You might not, but your mother likely remembers the original “Year of the Woman.” Spurred on by Anita Hill’s testimony in 1992 during Clarence Thomas’ Supreme Court confirmation hearings and Bill Clinton’s affair with Monica Lewinsky, a record-breaking number of women ran for office, with 24 winning in the U.S. House and 11 in the Senate.
In 2018, on the tail of Supreme Court Justice Brett Kavanaugh’s confirmation despite sexual assault allegations, those records were shattered again, with more than 100 women elected to the House and 24 to the senate.
This parallel has many calling 2018 the return of the “Year of the Woman.” But what do these two landmark events, 26 years apart, show? That nothing has really changed. There’s an eerie similarity between Hill’s testimony and Christine Blasey Ford’s testimony against Kavanaugh in September 2018.
The political climate surrounding the testimonies is also very much the same – three of the members of the Senate Judiciary Committee for Hill’s testimony were also present for Ford’s.
History repeats itself, and we are seeing that live.

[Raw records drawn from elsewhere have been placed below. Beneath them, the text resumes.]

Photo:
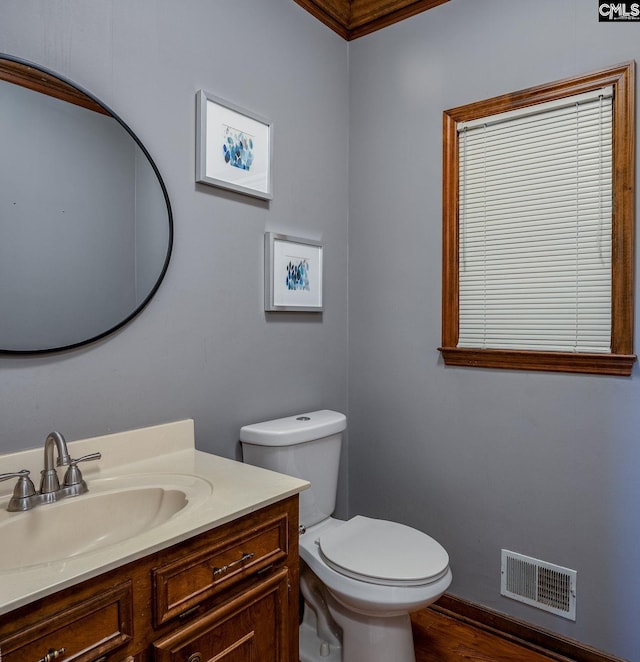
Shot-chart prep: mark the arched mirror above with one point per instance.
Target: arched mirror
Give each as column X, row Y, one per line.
column 85, row 221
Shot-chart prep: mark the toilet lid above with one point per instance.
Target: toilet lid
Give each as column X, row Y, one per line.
column 382, row 552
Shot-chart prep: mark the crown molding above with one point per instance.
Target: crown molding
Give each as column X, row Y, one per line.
column 355, row 18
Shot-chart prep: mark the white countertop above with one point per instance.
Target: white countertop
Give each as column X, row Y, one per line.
column 236, row 489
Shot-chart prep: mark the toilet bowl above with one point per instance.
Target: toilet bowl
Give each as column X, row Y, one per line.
column 372, row 588
column 361, row 578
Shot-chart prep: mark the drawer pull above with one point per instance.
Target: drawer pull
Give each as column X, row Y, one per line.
column 52, row 654
column 245, row 557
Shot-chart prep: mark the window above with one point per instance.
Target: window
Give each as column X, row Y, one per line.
column 538, row 211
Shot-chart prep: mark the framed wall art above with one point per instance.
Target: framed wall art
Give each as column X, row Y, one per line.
column 293, row 273
column 233, row 147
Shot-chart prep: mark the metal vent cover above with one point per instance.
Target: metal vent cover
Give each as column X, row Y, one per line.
column 539, row 584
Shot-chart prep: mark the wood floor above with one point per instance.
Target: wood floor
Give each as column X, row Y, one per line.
column 441, row 638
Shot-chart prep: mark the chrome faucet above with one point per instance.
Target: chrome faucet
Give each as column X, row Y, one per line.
column 49, row 483
column 25, row 496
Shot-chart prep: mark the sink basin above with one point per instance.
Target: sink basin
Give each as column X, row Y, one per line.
column 114, row 510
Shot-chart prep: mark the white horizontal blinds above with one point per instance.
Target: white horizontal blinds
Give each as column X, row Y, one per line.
column 535, row 228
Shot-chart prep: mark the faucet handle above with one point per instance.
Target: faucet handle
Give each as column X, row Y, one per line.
column 22, row 492
column 73, row 475
column 23, row 473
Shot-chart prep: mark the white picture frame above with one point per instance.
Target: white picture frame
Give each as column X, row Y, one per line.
column 294, row 274
column 234, row 147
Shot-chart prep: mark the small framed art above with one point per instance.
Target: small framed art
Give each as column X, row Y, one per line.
column 293, row 273
column 233, row 147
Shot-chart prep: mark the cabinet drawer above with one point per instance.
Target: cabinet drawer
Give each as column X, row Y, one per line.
column 184, row 584
column 87, row 630
column 252, row 626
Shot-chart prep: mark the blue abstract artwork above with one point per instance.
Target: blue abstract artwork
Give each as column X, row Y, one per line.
column 237, row 148
column 297, row 275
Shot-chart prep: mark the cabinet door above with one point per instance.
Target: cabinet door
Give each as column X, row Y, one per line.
column 252, row 627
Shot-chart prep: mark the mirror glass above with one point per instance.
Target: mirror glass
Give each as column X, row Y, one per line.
column 85, row 221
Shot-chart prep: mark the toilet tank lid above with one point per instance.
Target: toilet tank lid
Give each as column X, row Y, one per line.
column 294, row 429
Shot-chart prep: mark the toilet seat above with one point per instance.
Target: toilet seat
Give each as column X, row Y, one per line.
column 382, row 552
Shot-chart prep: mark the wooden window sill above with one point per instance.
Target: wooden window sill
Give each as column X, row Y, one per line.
column 598, row 364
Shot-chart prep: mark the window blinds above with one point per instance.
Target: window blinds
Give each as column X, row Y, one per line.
column 535, row 227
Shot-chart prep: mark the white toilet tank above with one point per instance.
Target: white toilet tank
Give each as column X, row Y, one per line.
column 306, row 446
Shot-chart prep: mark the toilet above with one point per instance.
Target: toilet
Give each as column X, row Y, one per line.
column 360, row 579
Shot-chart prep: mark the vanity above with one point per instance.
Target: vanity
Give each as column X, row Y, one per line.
column 174, row 555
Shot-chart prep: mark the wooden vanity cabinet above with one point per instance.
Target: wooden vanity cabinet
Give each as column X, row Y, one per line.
column 230, row 595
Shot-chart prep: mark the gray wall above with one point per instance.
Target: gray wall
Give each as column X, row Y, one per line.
column 204, row 347
column 547, row 465
column 543, row 464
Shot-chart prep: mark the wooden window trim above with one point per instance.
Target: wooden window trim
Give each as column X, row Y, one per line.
column 621, row 359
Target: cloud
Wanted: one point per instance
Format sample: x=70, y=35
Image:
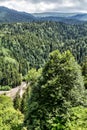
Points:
x=46, y=5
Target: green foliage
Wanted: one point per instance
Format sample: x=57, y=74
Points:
x=33, y=75
x=59, y=88
x=10, y=119
x=84, y=72
x=77, y=119
x=27, y=45
x=5, y=88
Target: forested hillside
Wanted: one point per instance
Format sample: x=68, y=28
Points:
x=51, y=58
x=23, y=46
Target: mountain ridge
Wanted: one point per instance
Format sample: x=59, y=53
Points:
x=11, y=16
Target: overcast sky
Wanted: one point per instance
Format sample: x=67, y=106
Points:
x=46, y=5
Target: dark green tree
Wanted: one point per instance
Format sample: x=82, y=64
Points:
x=59, y=88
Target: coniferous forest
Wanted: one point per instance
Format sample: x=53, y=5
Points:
x=51, y=57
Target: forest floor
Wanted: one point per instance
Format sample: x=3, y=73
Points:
x=19, y=89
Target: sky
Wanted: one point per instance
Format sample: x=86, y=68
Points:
x=36, y=6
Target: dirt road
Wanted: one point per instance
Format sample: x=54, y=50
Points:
x=19, y=89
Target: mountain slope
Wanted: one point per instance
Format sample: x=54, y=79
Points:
x=9, y=15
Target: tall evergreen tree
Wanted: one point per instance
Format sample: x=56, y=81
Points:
x=59, y=88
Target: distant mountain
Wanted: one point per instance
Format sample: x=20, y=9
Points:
x=54, y=14
x=72, y=18
x=80, y=17
x=9, y=15
x=12, y=16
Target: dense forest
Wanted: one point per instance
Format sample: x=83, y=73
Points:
x=52, y=58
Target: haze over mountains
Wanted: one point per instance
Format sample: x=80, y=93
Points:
x=9, y=16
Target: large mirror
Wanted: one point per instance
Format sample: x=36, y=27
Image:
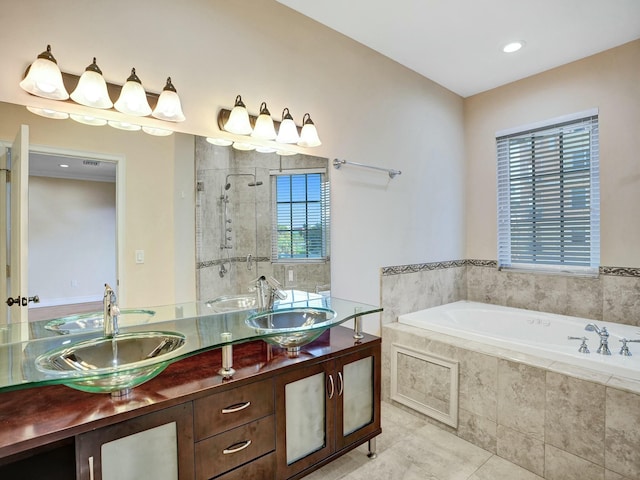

Despite statistical progress in women’s representation, female politicians are still ridiculed for what they say, what they wear, how they act and even what they did in college (Really, what’s so bad about dancing in public?) Sixty-one percent of people surveyed by the Pew Research Center believe that male politicians are held to a lower standard for proving themselves than women.
So what gives? Why, despite years of championing for change, incremental progress and the resurgence of the movement to have more women in government, are men and women still not always seen as equals in politics – or any other facet of society, for that matter?
It’s symptomatic of a deeper issue. Women are often noticed for their outfits or physical appearance than by the ideas that they bring forward.
Enter Women’s History Month. Too often, the history of the women’s rights movement and women’s contributions to society, science, technology and literature are glossed over, summarized or just plain ignored. Did you know about the thousands of women who served as top-secret code breakers during World War II? That a woman was the first black candidate to run for a major party’s presidential nomination in 1968?
Most people don’t, and that’s the problem. Women’s contributions today can’t fully be appreciated without acknowledgement of the groundbreaking, historic strides made in the past.
It’s great that women are slowly gaining representation in government. But we can’t forget that events like the “Year of the Woman” cycle often not driven by passion for the work, but perpetuated by women growing tired and angry. We’ve been here before, and we’ll be here again. But it doesn’t have to be a cycle, the change can be permanent. Don’t let complacency and exhaustion take over.